RonRothman avatar Mar 09 '16 23:03 RonRothman

The Python client releases the GIL before calling the C client and then reacquires it in the callback from the C client before calling into user code.

Yeah, I was just trying to answer the "Are Scans Interruptable?" question in the "happy path". This is clearly not the happy path. :-)

jboone100 avatar Mar 10 '16 02:03 jboone100

Can you tell me whether I'm reading the code correctly? I'm looking here:

https://github.com/aerospike/aerospike-client-python/blob/master/src/main/scan/foreach.c#L58

and I see exactly what you described: the Python client callback function acquires the GIL before calling out to the Python user code callback.

But when I look here:

https://github.com/aerospike/aerospike-client-python/blob/master/src/main/scan/foreach.c#L156

it looks like the GIL is /not/ released/ before the Python client calls the C client's foreach function. My understanding is thus: The GIL is held by the Python client for the duration of the entire scan, not just for the duration of each call to the callback, as designed.

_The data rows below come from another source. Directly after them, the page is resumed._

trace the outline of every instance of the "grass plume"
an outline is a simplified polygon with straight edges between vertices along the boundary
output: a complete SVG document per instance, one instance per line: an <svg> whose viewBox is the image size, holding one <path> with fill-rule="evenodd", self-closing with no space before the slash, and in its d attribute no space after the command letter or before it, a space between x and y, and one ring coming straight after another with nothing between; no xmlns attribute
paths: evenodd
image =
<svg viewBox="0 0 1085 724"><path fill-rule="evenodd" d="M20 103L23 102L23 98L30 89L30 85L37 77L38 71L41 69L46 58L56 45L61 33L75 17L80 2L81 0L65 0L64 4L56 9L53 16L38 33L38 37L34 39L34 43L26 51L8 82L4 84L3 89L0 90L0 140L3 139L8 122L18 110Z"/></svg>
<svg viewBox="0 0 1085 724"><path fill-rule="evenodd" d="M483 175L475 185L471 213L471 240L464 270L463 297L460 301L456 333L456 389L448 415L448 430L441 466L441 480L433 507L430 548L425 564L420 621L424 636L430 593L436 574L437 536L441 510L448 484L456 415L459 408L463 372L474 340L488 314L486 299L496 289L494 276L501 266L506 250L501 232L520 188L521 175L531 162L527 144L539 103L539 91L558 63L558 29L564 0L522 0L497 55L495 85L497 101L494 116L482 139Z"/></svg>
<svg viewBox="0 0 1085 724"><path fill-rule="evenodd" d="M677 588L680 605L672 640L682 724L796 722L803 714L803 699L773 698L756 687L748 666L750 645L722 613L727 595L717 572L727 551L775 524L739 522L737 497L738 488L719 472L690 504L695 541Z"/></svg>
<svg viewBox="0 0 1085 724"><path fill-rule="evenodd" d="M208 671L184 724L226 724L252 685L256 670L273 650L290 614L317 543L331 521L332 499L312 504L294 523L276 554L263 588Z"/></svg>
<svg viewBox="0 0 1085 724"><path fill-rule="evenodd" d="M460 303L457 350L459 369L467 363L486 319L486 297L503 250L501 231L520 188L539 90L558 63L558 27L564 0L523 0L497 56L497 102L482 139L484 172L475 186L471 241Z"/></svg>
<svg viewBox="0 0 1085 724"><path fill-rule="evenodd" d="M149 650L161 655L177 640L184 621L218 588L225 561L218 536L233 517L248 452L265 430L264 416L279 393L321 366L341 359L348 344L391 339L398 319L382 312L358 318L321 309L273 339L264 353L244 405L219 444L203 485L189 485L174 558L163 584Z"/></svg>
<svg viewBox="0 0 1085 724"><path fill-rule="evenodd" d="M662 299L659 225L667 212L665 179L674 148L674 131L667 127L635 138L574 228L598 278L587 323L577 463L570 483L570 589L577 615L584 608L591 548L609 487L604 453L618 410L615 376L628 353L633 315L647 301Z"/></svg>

  1. I'm not sure I'm reading the code correctly. Is my assessment correct?
  2. Even if it is correct (i.e. there is a bug in the GIL handling during scans), is that the reason for the non-interruptible scans?
  3. Will correcting this bug (presumably by releasing the GIL before the call to aerospike_scan_foreach) cause a performance hit, since the GIL would then actually be acquired and released each time through the callback?

Thanks!

RonRothman avatar Mar 10 '16 16:03 RonRothman

Line 153 releases the GIL: PyThreadState * _save = PyEval_SaveThread();

I will be looking at this along with the fork() issue today. These a both somewhat complex interactions between the Python client and the C client so it may take a few days to resolve.

jboone100 avatar Mar 10 '16 16:03 jboone100

Ah, I thought that PyEval_SaveThread didn't release the GIL, but you're right, I see now that it does. Thanks!